All Saints' Church Westbrook lies on the
corner of All Saints Avenue and Hartsdown Road in western Margate. A
mission church was opened on the site in 1874, with a bell added in
1880. The current Gothic church building was consecrated in 1894,
when the nave and chancel were completed. Its construction incorporated
Kentish ragstone for the main walls and Bath stone on the dressings.
The lower part of the tower was added in 1897.
The upper stages of the tower were completed in 1909
by W D Caroe. Two years later it was fitted with a single bell which was
cast by Barwell in Birmingham. In 1936, the living was a vicarage which had a
net yearly value of £400 with residence included, in the gift of the
archbishop of Canterbury. In 1975, the original 1880 bell was
'discovered' lying on the tower steps, where it had
presumably remained since its removal in 1909.
The Archangel Michael Greek Orthodox Chapel
is in Westgate Cottages, virtually opposite the former Royal Sea
Bathing Hospital site. Maidstone and Margate are home to particularly
large Greek Cypriot communities, with the first Cypriots arriving in
the latter town from 1933 onwards. Initially, people had to travel to St
Sophia's Cathedral in Bayswater in London for services, which is
where the first major Greek Cypriot community in the country was
centred.
As the community expanded this became more difficult.
Eventually it was decided to try to establish a Greek Orthodox church
in Margate itself, and the first local services began in Florendia Guest
House in 1964. The following year the former Westgate Cottages
Methodist Chapel was secured after having been a chemist shop
for a time. The church subsequently started a Greek evening school for
children, and a community centre opened in Grosvenor Place in the early
1990s.
The Royal Sea Bathing Hospital Church is
on the Canterbury Road in Margate close to the railway station. The
Royal Sea Bathing Hospital itself was founded in 1791 by John
Coakley Lettsom as a specialist hospital for the treatment of
tuberculosis. In 1796 the hospital pioneered the use of 'sea
bathing' as a treatment, and fifty years later indoor salt water
baths in the form of swimming pools were installed so that treatment
could continue all year round.
In 1858 the present building was erected, but
when modern medicine overtook the use of long stay treatments the
hospital declined and was closed in the mid-1990s. As with many of
the old specialist hospitals, this one also had its own church and
services were compulsory. The pews were three-quarter length so that
beds from intensive care could be wheeled in for services. In
2008-2010 the buildings were redeveloped for housing.

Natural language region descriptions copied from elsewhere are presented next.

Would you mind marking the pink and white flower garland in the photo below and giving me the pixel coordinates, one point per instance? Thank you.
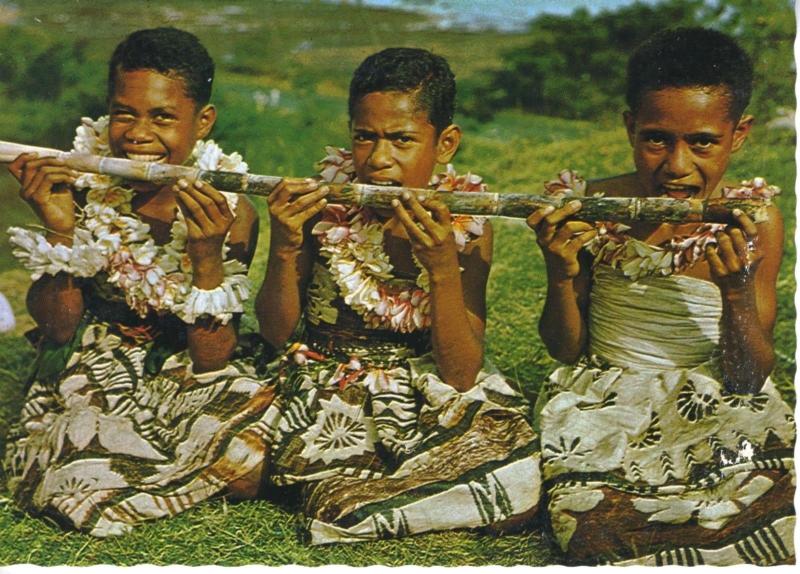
(109, 238)
(351, 239)
(614, 247)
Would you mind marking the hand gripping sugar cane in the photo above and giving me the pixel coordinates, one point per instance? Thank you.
(519, 205)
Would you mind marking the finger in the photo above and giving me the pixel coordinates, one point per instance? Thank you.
(214, 203)
(46, 181)
(410, 225)
(17, 167)
(290, 187)
(302, 203)
(36, 175)
(581, 239)
(441, 213)
(563, 213)
(715, 265)
(420, 213)
(194, 211)
(212, 193)
(727, 254)
(535, 218)
(740, 243)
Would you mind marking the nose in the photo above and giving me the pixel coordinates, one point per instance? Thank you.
(679, 161)
(381, 156)
(139, 131)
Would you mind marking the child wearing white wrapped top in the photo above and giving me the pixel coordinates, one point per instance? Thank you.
(135, 409)
(664, 440)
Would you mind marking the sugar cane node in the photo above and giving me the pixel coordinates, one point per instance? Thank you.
(515, 205)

Buckingham Road Methodist Church is a
relatively small building on the road of the same name in the
community of houses which adjoins the south side of the main
railway line. It began life as a mission hall for the Methodists,
probably from central Margate, and is situated in the midst of a
district of Victorian terraced workers cottages. The church now
shares a minister with Garlinge Methodist Church and Union
Church, Margate.
New Life Family Church is on Church Street,
north of the railway, but is shown here from the corner of St Peter's
Road. The church was formerly the New Life Christian Fellowship,
worshipping at the Pentecostal Church, 140 The Plaza, High Street.

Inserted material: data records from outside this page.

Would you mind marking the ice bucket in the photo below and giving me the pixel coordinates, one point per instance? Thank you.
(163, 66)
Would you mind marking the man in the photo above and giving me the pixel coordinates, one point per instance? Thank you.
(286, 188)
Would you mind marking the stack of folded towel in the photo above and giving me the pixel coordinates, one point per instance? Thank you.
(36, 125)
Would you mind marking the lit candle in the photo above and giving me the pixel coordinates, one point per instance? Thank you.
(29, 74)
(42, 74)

New Life Family Church was founded in the early 1920s as the result
of an evangelistic outreach crusade held in the Empire Cinema, which
was situated in Cecil Square near where the library now stands. They
moved here in 2003.
St Austin & St Gregory Catholic Church
is on the corner of Charlotte Place and Victoria Road, opposite the
Spread Eagle pub. The parish was established in 1797, while the
historic church began its life in 1804 as a mission chapel. The
church was restored in 1887 and there are brown and black tiles in
the pavement in Victoria Road which appear to extend from the side
of the church, suggesting that the building originally came out
further than it now does.
The visible tiles suggest the church was a
partial victim of Victorian street-widening. A burial ground
of approximately 4.5 by six metres (fifteen by twenty feet) also
used to adjoin the rear of the building but this was paved over,
probably at the same time as the other work was carried out. This
was all during the thirty-year period in which Charles Sibert or
Siggisbert was the priest at the church. Five or six of the
surviving headstones are now cemented to the wall.